Plagued by influx of Thatcher's children

27th September 1996 at 01:00
Ian Nash reports on the findings of a TES survey which discovered that one in three colleges have frozen plans for growth.

Thatcher's children are the most self-centred and ungracious generation ever, according to many managers and principals involved in recruiting them for the new college year.

Several tutors interviewed for The TES survey said 1996 produced the most "arrogant" and "unhelpful" of prospective students among 16 and 17-year-olds.

Many students were reported signing up for more than one course and then failing to inform the college that they have decided to go elsewhere.

"We have always been troubled with this problem but it seems to have hit record levels this year," said one tutor at a south-coast college.

Her views were corroborated by the information manager of one of the fastest-growing colleges in the Midlands. "The intake this year were born the year after Margaret Thatcher came to office and quite frankly, they are the rudest I have ever come across."

When tutors asked for basic background information on the schools students had attended, they received answers such as: "How should I know?
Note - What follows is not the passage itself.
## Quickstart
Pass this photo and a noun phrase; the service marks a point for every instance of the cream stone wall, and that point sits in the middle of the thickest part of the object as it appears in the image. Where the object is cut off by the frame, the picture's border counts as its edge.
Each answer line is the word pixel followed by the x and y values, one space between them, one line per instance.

That's what you're paid to find out."

Several others shared the views but said it was "too simplistic" to dismiss it as a product of Thatcherism. A manager of a large London college said: "Teenagers are always bolshie. We are better than ever at recruiting and inducting students. But that means we see the bad as well as the good side of them a lot earlier."

Another said: "There are a lot more people staying in the system. A few years ago, many of these young people would not have even stepped into our colleges. "

Students see themselves as a marketable commodity for colleges and it is no surprise that they make demands accordingly, said one principal. "We must ask whether we are setting an example in the way we compete for students."

Adrian Perry, principal of Lambeth College, said some were giving students a false impression of their potential.

"There is some evidence of a lowering of standards by other FE colleges. For example we have students who we would only offer general national vocational qualification intermediate or foundation telling us they have been accepted for advanced elsewhere."

Other colleges reported a growth in poaching by other FE colleges, including tutors phoning students at home to tempt them away from competitors. While this does not appear widespread, it is a practice many say should be stopped.

However, the threat of massive poaching from FE by universities seeking to top up courses with shortages failed to transpire. The TES survey suggests about one in 20 colleges have been affected.

Principals say this may be partly because of the stiff warning issued by the Universities and Colleges Admissions Service (TES, August 16). Also, colleges have been better at fending off predators.

Richard Evans, principal of Stockport College of FHE, said: "It looks as though we have lost a few again, particularly in engineering, but nowhere near what we lost last year."